Flores de otro mundo

Tal y como explica Gray, mientras Laurence recuperaba gradualmente el equilibrio emocional, “Mèo se dedicó a su vida de ferocidad y goce. Arrancado de su hogar por la locura humana, floreció allí donde estuvo”. Pasó largas temporadas en Connecticut, en casa de la madre de Jack, una mujer tranquila y paciente con la que estableció una conexión instantánea. Luego acompañó a Jack a su nuevo hogar en Manhattan y convivió allí con su pareja, Joy, a la que también se acostumbró sin esfuerzo. En su periplo estadounidense, el gato del sudeste asiático padeció un atropello que pudo ser mortal, sufrió una neumonía y desapareció en un par de ocasiones, como si su espíritu nómada le exigiese renunciar de vez en cuando a la placidez de la rutina doméstica.

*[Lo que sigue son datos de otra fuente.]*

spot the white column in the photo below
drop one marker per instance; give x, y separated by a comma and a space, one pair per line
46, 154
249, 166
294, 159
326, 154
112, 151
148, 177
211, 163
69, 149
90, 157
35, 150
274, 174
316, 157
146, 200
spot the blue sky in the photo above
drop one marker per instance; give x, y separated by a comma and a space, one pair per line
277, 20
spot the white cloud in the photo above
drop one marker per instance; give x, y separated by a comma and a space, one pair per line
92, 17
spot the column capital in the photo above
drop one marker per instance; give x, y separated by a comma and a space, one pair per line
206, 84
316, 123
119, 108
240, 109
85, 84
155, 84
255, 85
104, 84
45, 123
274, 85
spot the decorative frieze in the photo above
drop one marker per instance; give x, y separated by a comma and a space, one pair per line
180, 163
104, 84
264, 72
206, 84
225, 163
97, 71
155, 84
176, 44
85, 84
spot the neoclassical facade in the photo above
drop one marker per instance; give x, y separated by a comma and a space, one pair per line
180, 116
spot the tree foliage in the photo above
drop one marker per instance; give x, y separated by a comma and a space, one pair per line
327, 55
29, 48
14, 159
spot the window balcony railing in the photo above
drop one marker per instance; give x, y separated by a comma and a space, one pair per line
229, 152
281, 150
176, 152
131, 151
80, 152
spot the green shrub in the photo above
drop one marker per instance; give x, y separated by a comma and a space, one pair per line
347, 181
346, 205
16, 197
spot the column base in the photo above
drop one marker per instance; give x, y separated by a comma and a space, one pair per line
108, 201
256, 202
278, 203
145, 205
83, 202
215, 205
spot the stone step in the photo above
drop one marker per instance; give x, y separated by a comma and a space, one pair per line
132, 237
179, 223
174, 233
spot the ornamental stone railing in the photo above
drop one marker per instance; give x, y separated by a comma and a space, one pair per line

Gato salvaje en Vietnam, parecido al que John Laurence describe cuando habla de Mèo.STR (AFP via Getty Images)

En 1970 acompañó a los Laurence al nuevo destino profesional de Jack, Londres, donde nacerían las dos hijas del matrimonio. Para entrar en el Reino Unido, el animal fue sometido a un periodo de cuarentena de seis meses en un refugio estatal. Jack escribió en su libro que su esposa y él lo visitaban con frecuencia, pero Mèo reaccionaba a sus visitas ignorándolos, tal vez “porque nunca entendió el arbitrario castigo al que le estábamos sometiendo, precisamente ahora que él había aceptado renunciar a su orgullosa independencia para formar parte de nuestra familia”.

Las últimas páginas de la crónica felina se dedican a los años en que Mèo residió en el apartamento londinense del hombre que le rescató, pasando las noches hecho un ovillo junto a la hija mayor Jessica, que desde muy pequeña asumió la tarea de alimentarlo, atiborrarlo de golosinas y jugar con él, pero sin olvidarse nunca de compartir pequeños rituales con su viejo camarada Jack, en cuya falda se instalaba para escuchar la radio hasta que llegaba la hora de acostarse y del que se despedía lamiéndole las gotas de whisky de los dedos.

En 1983, el gato contrajo una segunda neumonía y acabó muriendo. Su agonía fue plácida, según escribe Jack: “Había cubierto ya su cupo de vidas posibles, así que se tomaba cada nuevo día como un regalo”. El periodista siempre se reprochó haber intentado trasplantar una flor tropical a un entorno de inviernos tan crudos como el Reino Unido. Gray concluye que la guerra de Vietnam dejó un saldo espantoso: alrededor de dos millones de civiles muertos, 58.000 soldados estadounidenses caídos en combate. Fue una suprema insensatez causada por razones que un gato nunca alcanzaría a comprender. Pero incluso una abominación de tal calibre deja a su paso alguna que otra bella historia. Y entre tanta destrucción, en el preciso instante en que los vientos de la historia se desataban como una feroz galerna contra la ciudad de Hué reduciéndola a escombros, una pequeña criatura, hermosa e impávida, entraba de puntillas en la vida de Jack Laurence para dejar una profunda huella.